Esta película, que bien podría ser una obra de teatro, porque los escenarios que nos muestra son prácticamente todos lugares cerrados, un salón, unos dormitorios, se encuentra más próximo a una representación teatral donde lo que importa son los personajes y no los ambientes exteriores.
Tengo la sensación que Branagh quería mostrarnos a las personas, su evolución, el cambio de las relaciones personales, y para ello no necesitaba más que colocarlas en lugares cerrados, donde no hay escapatoria, donde los personajes tienen que enfrentarse con ellos mismo, con su pasado y con su posición frente a un futuro incierto.
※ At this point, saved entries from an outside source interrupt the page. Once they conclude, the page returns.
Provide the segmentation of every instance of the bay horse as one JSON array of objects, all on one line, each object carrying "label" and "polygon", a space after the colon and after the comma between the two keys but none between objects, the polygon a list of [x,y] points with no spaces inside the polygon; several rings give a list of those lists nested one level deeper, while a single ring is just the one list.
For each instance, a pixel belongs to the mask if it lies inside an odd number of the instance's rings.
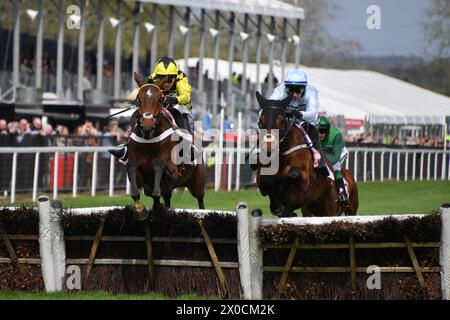
[{"label": "bay horse", "polygon": [[130,136],[126,167],[136,220],[143,221],[149,215],[140,201],[142,188],[146,196],[153,198],[153,210],[161,207],[161,196],[164,205],[170,208],[172,191],[184,187],[197,199],[199,208],[204,209],[206,167],[203,161],[197,165],[180,165],[172,157],[179,143],[172,136],[183,135],[163,105],[161,88],[167,78],[159,83],[147,83],[135,72],[134,80],[139,86],[136,97],[139,115]]},{"label": "bay horse", "polygon": [[[288,116],[286,113],[292,96],[282,101],[274,101],[264,99],[257,92],[256,97],[262,108],[258,126],[259,129],[265,130],[260,139],[260,149],[267,154],[277,152],[279,157],[276,173],[261,174],[265,167],[261,164],[256,172],[256,183],[261,194],[269,196],[272,214],[291,217],[295,216],[294,210],[299,208],[306,217],[337,216],[345,210],[356,214],[357,202],[356,208],[351,210],[340,208],[334,181],[316,172],[305,130],[295,124],[294,116]],[[278,132],[277,138],[274,138],[277,136],[275,132]],[[329,170],[332,168],[329,162],[327,166]],[[345,172],[346,176],[347,173],[348,171]],[[353,179],[352,181],[354,182]],[[352,190],[354,186],[356,184],[351,184]]]}]

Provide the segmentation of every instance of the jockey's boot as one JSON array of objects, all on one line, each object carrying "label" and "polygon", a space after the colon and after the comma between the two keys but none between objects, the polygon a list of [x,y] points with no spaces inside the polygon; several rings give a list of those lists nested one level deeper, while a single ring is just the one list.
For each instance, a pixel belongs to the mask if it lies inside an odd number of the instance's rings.
[{"label": "jockey's boot", "polygon": [[[138,116],[139,116],[139,109],[134,111],[134,113],[130,117],[130,126],[132,128],[136,126]],[[118,158],[119,162],[123,164],[127,164],[128,162],[128,142],[129,140],[127,140],[127,142],[125,143],[119,144],[114,148],[108,149],[108,152],[112,154],[114,157]]]},{"label": "jockey's boot", "polygon": [[112,154],[114,157],[118,158],[119,161],[123,164],[127,164],[128,162],[128,141],[118,146],[108,149],[108,152]]},{"label": "jockey's boot", "polygon": [[308,123],[306,132],[308,133],[309,137],[311,138],[313,148],[316,149],[317,151],[319,151],[319,153],[320,153],[319,166],[316,168],[317,173],[319,173],[320,175],[322,175],[324,177],[328,177],[329,172],[328,172],[327,165],[325,163],[325,158],[323,156],[322,146],[320,144],[319,130],[317,130],[317,128],[315,126],[313,126],[312,124]]},{"label": "jockey's boot", "polygon": [[335,185],[336,185],[336,190],[338,193],[339,203],[344,206],[348,205],[348,194],[347,194],[347,188],[345,188],[344,178],[336,179]]}]

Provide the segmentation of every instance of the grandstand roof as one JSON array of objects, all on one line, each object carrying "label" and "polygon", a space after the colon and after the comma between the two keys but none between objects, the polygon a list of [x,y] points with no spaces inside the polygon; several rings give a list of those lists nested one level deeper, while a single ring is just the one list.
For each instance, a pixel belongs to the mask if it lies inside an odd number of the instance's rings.
[{"label": "grandstand roof", "polygon": [[174,5],[206,10],[232,11],[288,19],[304,19],[302,8],[278,0],[139,0],[144,3]]},{"label": "grandstand roof", "polygon": [[[195,66],[198,59],[191,58]],[[181,65],[183,61],[180,60]],[[289,66],[287,66],[288,68]],[[204,60],[205,70],[213,74],[214,59]],[[242,73],[242,63],[234,62],[233,70]],[[441,125],[450,116],[450,98],[416,85],[367,70],[336,70],[304,67],[310,83],[319,91],[320,111],[329,115],[344,115],[365,119],[372,124]],[[269,72],[262,64],[260,79]],[[281,67],[274,66],[281,81]],[[219,60],[219,78],[228,77],[228,62]],[[247,65],[247,78],[256,80],[256,65]]]}]

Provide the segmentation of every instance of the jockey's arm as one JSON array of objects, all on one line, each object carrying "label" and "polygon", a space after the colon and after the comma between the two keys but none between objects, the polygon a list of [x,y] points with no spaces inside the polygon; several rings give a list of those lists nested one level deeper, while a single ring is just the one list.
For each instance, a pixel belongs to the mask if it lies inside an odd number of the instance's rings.
[{"label": "jockey's arm", "polygon": [[191,102],[191,85],[186,75],[181,72],[177,80],[178,104],[190,105]]},{"label": "jockey's arm", "polygon": [[333,152],[331,152],[330,162],[335,164],[339,162],[342,154],[342,149],[344,149],[344,139],[342,138],[342,134],[338,132],[333,139]]},{"label": "jockey's arm", "polygon": [[313,85],[308,85],[306,109],[303,111],[303,120],[316,125],[319,116],[319,92]]}]

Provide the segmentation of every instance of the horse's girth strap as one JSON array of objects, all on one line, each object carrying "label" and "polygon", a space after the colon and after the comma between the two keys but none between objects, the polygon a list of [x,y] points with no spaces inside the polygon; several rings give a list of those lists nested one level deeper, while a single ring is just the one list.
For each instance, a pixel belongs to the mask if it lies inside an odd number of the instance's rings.
[{"label": "horse's girth strap", "polygon": [[283,153],[281,153],[281,155],[282,156],[287,156],[287,155],[289,155],[289,154],[291,154],[291,153],[293,153],[295,151],[303,150],[303,149],[309,149],[308,145],[307,144],[299,144],[299,145],[297,145],[295,147],[290,148],[287,151],[284,151]]}]

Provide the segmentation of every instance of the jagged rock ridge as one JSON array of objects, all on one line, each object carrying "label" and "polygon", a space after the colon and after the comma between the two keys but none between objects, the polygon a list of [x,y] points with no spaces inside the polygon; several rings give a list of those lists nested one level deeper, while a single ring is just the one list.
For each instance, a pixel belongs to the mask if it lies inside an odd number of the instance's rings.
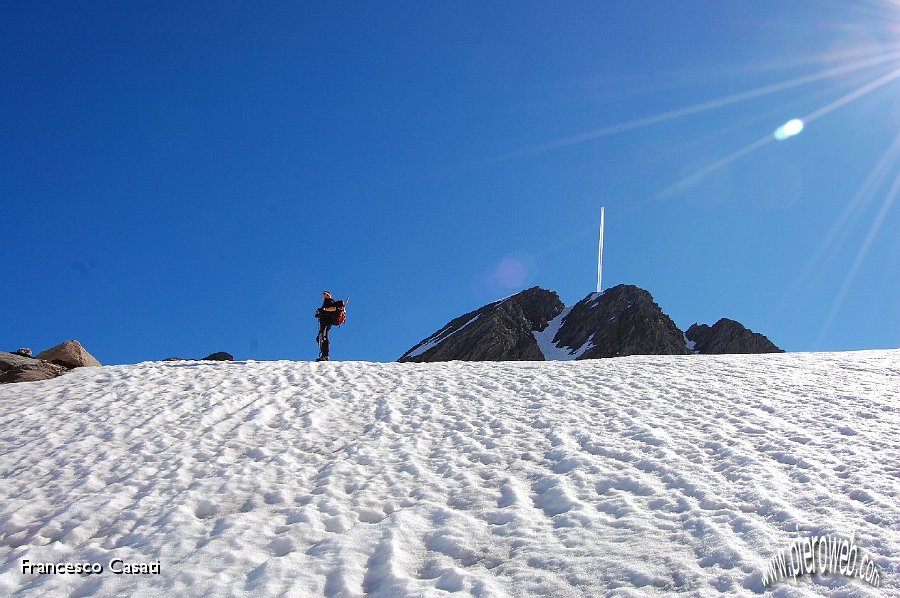
[{"label": "jagged rock ridge", "polygon": [[779,352],[733,320],[692,326],[685,334],[653,296],[634,285],[591,293],[566,308],[533,287],[464,314],[422,340],[399,361],[543,361],[624,355]]},{"label": "jagged rock ridge", "polygon": [[576,303],[553,341],[575,352],[576,359],[690,353],[681,330],[653,296],[624,284]]},{"label": "jagged rock ridge", "polygon": [[553,291],[533,287],[451,320],[399,361],[543,361],[532,331],[564,307]]},{"label": "jagged rock ridge", "polygon": [[712,326],[693,324],[684,333],[697,353],[784,353],[764,335],[753,332],[740,322],[722,318]]}]

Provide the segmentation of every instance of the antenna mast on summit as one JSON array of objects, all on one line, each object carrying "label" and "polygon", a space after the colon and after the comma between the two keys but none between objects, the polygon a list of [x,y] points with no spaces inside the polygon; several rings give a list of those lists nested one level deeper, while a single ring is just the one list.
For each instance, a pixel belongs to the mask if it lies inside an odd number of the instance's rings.
[{"label": "antenna mast on summit", "polygon": [[597,292],[603,292],[603,212],[600,208],[600,245],[597,249]]}]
La sinopsis: Los padres Peter (Stephen Fry) han fallecido, no tiene pareja, no tiene hijos. Está sólo. Hereda una inmensa casa y decide invitar a sus mejores amigos a celebrar el fin de año en la gran mansión familiar. Invita a sus amigos de la universidad, unas personas a las que ya no ve, pero que formaron parte de su vida organizando obras de teatro y revistas musicales cuando eran estudiantes. Han transcurrido más de diez años desde la última vez que se vieron, ya no son los mismos, sí en apariencia, pero no en el fondo. La convivencia, inicialmente feliz por la alegría del reencuentro, les pone frente a sus vidas, sus matrimonios de conveniencias, sus relaciones fracasadas, sus sueños aparcados. Intentan ser los mismos durante dos días. Pero nada es lo mismo, ellos lo ven y Peter mediante una noticia final, lo hará más evidente todavía.
La película, nos habla de la nostalgia, pero no transmite un solo mensaje negativo, intenta mostrarnos que la tristeza, la melancolía en muchas ocasiones se emulsiona con la alegría de poder continuar, de poder encontrar por el camino cosas tan estupendas de las que difícilmente seríamos consciente si no conociéramos el lado amargo de la vida. Siempre encuentro un mensaje positivo en este film.
Puede que a algunos le parezca una película llena de tópicos, de una estética nada agraciada, más cercana al teatro que al cine, con unos diálogos un tanto faltos de chispa. Algunos creerán que no pasa nada, que es lenta, pero eso es mirar la película sin ver lo que realmente ocurre en la pantalla y en nuestra propia vida. A mí siempre me ha parecido una película que vale la pena.
El elenco de actores, un lujazo: Emma Thompson, Imelda Staunton, Hug Laurie, Alphonsia Emmanuel ,Phillida Law, Stephen Fry y Carol Rundner. Muy british, pero excelente, inigualable para una película como ésta. Una película coral, donde todos junto a todos, forman un conjunto insuperable. Todos excéntricos, todos maniáticos, todos excelentes.
Por último, no podemos dejar de hablar de la banda sonora, los amantes de la música de los años 80 no deberían perdérsela, entre otras los Pretenders con su “Don´t get me wrong” acompañarán distintos momentos de esta película que para mí sigue siendo el fiel reflejo de lo que todos pensamos cuando cruzamos al otro lado de la ladera de la montaña. Pero eso lo sé hoy, no lo sabía a principio de los 90.